When a couple separates and divorces, or someone moves away or dies, it is not only awkward but, in many cases, heart-wrenching to remove their picture from this family tree. In fact, there is a resistance to taking these photos off the wall and, unfortunately, for this reason the task is often left to me. This past August, the reality of this situation came home rather painfully.
Somewhat unexpectedly, a long-time Transfiguration parishioner died. Isabel was a good age and she died well; in fact, the way most of us would want to – in her sleep. Upon our return from holidays in August, however, I discovered that Isabel's picture remained on the wall, left I guess for me to remove. After church one Sunday, I did this, following which I took the picture into my office to dispose of it; as usual, I couldn't do this.
As I went to throw away the green leaf on which Isabel's paper doll cut-out was pasted, of course, I couldn't let go of it or, what I probably should be saying is that I couldn't let go of her. I hadn't ever been able to do this before so I have no idea why I thought I would be able to do it this time. Most of the pictures that have come off the wall have ended up in my desk drawer, placed there in a Scarlett O'Hara, "I'll think about that tomorrow," sort of way. And, then, I don't think about it. Instead, I leave the pictures in the drawer and avoid the reality of having to say good-bye in what seems like such an uncaring fashion.

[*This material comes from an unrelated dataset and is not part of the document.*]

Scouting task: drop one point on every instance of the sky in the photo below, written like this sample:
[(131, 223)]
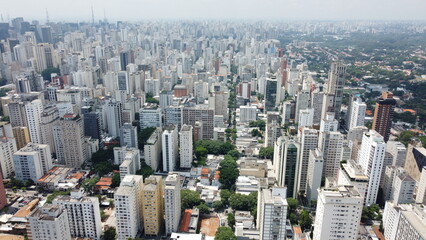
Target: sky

These pictures – those people from the parish who for whatever reason are no longer a part of our family – are, for me, not unlike the leftover bits of bread and wine following communion. Just as I can't imagine disposing of any of the members of the community as they are represented in those bits of bread and wine, I also cannot dispose of these photographs that represent a piece of the life-breath of Transfiguration's family. Yet, I have also learned that they cannot forever remain in my desk drawer, untouched because neither I nor anyone else in the congregation can find a satisfactory way of letting them go.
Here, then, I find myself returning to the symbolism of the Eucharist and the changing of the bread and the wine into the Body of Christ. Some, though not all Anglicans, believe that if consecrated wine is spilled, the item on which this wine lands should be burned; for example, altar linens or a piece of carpet. Once upon a time, I might have considered this to be a little extreme and, even now, my practical side probably still does. Nonetheless, the act of burning this material illustrates and emphasizes that the consecrated wine is, indeed, the blood of Christ and therefore, the life-blood of the community. As such, at least metaphorically, the stain cannot – and should not – simply be "washed out."
A ritual of burning our paper doll cut-outs may be the way in which we at Transfiguration can appropriately let go of those from our community who have, for whatever reason, moved on. In fact, a ritual of burning may well be the one way in which all of us can express our reverence and respect for those we love even as we let them go.